No you didn’t misread the local US reg's, but then i wasn’t quoting you with regards to IMO/SOLAS.....

BUT even in US waters if you are required to carry AIS, you are obliged to have it working.....

(a) This part (except as specifically limited by this section) applies to each self-propelled vessel of 1600 or more gross tons (except as provided in paragraphs (c) and (d) of this section, or for foreign vessels described in §164.02) when it is operating in the navigable waters of the United States except the St.
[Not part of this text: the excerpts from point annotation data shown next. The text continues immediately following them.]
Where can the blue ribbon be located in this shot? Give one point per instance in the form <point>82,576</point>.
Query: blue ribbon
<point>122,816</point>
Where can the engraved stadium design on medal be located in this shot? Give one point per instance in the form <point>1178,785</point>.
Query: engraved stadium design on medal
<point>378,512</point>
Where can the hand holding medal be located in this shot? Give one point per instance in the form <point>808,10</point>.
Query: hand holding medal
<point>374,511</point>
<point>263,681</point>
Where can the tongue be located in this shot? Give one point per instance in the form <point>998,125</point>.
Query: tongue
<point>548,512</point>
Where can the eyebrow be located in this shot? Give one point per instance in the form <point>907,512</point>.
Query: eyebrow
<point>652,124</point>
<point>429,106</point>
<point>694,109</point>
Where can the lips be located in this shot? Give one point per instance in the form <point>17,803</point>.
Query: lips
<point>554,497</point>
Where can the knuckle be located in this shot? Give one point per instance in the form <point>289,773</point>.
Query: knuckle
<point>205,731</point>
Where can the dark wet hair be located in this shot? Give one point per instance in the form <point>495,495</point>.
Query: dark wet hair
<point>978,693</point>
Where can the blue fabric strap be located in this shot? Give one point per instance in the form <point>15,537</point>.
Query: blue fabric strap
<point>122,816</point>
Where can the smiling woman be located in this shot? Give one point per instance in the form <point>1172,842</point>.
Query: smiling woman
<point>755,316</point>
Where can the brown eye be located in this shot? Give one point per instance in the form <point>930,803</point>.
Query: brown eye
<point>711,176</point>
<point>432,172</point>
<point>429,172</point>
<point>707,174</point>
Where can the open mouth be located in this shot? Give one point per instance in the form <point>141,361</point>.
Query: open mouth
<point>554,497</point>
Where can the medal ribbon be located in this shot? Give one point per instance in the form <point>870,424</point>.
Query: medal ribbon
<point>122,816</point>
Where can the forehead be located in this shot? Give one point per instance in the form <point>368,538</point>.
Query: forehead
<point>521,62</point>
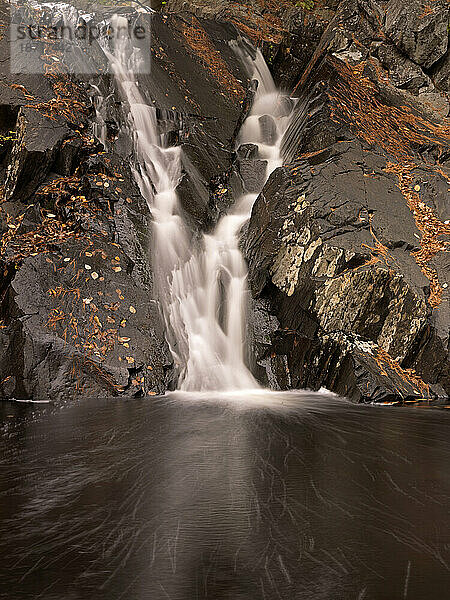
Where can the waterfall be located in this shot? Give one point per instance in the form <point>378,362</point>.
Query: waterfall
<point>202,288</point>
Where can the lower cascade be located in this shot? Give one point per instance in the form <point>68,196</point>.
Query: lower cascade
<point>202,288</point>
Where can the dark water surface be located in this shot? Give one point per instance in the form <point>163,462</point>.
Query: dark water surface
<point>290,497</point>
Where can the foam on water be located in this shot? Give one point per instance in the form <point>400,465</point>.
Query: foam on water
<point>203,289</point>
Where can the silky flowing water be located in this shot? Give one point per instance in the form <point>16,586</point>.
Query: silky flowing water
<point>239,496</point>
<point>201,287</point>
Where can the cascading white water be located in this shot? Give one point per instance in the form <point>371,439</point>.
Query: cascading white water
<point>203,291</point>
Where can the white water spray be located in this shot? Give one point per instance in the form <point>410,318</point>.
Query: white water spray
<point>202,291</point>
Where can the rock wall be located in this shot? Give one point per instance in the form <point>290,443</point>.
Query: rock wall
<point>347,245</point>
<point>78,316</point>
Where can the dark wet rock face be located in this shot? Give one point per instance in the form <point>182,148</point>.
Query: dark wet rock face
<point>347,244</point>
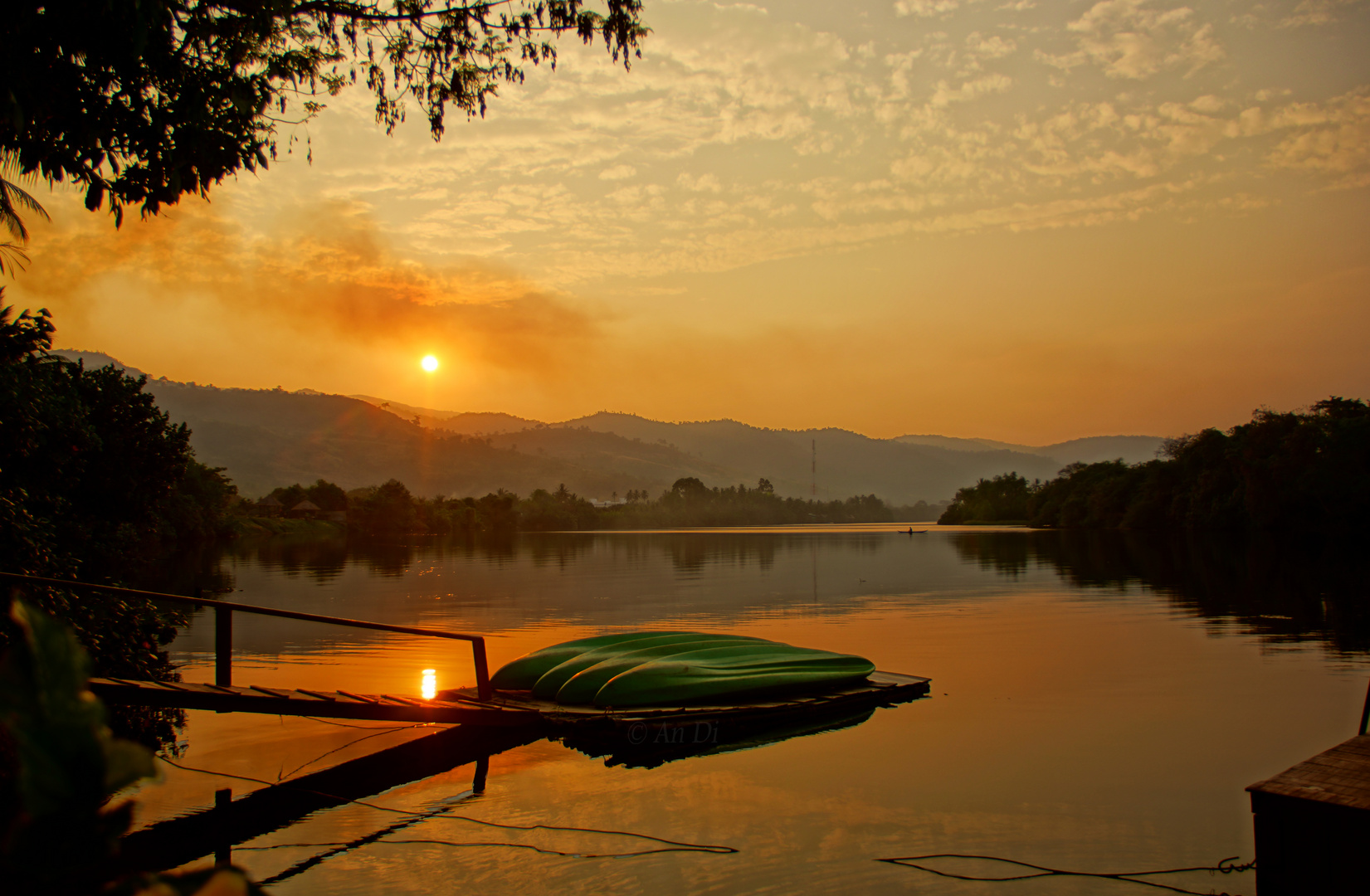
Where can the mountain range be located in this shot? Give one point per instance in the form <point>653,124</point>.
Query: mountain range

Lawrence Seaway.

(b) * * *

(c) Provisions of §§164.11(a)(2) and (c), 164.30, 164.33, and 164.46 do not apply to warships or other vessels owned, leased, or operated by the United States Government and used only in government noncommercial service when these vessels are equipped with electronic navigation systems that have met the applicable agency regulations regarding navigation safety.
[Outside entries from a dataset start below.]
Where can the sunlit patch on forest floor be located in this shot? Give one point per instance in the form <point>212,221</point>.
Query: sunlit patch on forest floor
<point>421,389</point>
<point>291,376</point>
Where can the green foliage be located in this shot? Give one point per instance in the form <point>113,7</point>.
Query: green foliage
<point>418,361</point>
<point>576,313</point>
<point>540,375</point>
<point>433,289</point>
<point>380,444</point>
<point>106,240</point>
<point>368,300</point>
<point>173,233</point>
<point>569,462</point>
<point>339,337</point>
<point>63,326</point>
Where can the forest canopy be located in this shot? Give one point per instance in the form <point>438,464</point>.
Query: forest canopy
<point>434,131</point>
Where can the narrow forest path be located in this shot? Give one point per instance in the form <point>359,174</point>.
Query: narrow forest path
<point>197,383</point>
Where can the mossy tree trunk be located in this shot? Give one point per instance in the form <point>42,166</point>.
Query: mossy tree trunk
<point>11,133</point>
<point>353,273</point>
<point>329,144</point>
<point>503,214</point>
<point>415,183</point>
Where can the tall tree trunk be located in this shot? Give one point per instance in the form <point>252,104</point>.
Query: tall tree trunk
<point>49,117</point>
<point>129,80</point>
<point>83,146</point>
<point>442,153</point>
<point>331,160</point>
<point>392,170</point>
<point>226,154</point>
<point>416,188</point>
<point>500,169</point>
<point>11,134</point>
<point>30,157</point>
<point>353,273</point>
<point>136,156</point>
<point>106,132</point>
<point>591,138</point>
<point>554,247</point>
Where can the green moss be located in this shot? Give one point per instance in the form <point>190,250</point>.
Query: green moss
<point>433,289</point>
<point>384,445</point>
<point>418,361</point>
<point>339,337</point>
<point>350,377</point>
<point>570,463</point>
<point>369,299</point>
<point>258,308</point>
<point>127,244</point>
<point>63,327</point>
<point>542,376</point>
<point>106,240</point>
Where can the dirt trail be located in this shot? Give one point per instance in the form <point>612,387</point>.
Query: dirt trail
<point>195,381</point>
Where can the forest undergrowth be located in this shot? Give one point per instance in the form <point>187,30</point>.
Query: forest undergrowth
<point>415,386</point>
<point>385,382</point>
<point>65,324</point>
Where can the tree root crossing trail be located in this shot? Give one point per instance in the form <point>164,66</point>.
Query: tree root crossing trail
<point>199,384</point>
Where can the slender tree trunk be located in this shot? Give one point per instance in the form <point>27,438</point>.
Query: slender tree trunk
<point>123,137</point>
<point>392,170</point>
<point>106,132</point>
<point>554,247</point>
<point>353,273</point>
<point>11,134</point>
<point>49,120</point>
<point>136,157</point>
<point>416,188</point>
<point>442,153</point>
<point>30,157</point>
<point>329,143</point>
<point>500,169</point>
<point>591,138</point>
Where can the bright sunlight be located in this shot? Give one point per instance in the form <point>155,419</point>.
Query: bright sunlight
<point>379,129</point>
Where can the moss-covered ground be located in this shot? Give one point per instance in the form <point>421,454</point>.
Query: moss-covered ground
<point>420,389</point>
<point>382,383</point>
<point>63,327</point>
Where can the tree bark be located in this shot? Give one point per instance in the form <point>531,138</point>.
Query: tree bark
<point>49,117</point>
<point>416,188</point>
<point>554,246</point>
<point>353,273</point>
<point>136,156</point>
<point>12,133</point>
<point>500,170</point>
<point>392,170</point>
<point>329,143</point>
§ 164.46 Automatic Identification System (AIS).

(a) The following vessels must have a properly installed, operational, type approved AIS as of the date specified:

(1) Self-propelled vessels of 65 feet or more in length, other than passenger and fishing vessels, in commercial service and on an international voyage, not later than December 31, 2004.

(2) Notwithstanding paragraph (a)(1) of this section, the following, self-propelled vessels, that are on an international voyage must also comply with SOLAS, as amended, Chapter V, regulations 19.2.1.6, 19.2.4, and 19.2.3.5 or 19.2.5.1 as appropriate (Incorporated by reference, see § 164.03):

(i) Passenger vessels, of 150 gross tonnage or more, not later than July 1, 2003;
(ii) Tankers, regardless of tonnage, not later than the first safety survey for safety equipment on or after July 1, 2003;
(iii) Vessels, other than passenger vessels or tankers, of 50,000 gross tonnage or more, not later than July 1, 2004; and
(iv) Vessels, other than passenger vessels or tankers, of 300 gross tonnage or more but less than 50,000 gross tonnage, not later than the first safety survey for safety equipment on or after July 1, 2004, but no later than December 31, 2004.

(3) Notwithstanding paragraphs (a)(1) and (a)(2) of this section, the following vessels, when navigating an area denoted in table 161.12(c) of § 161.12 of this chapter, not later than December 31, 2004.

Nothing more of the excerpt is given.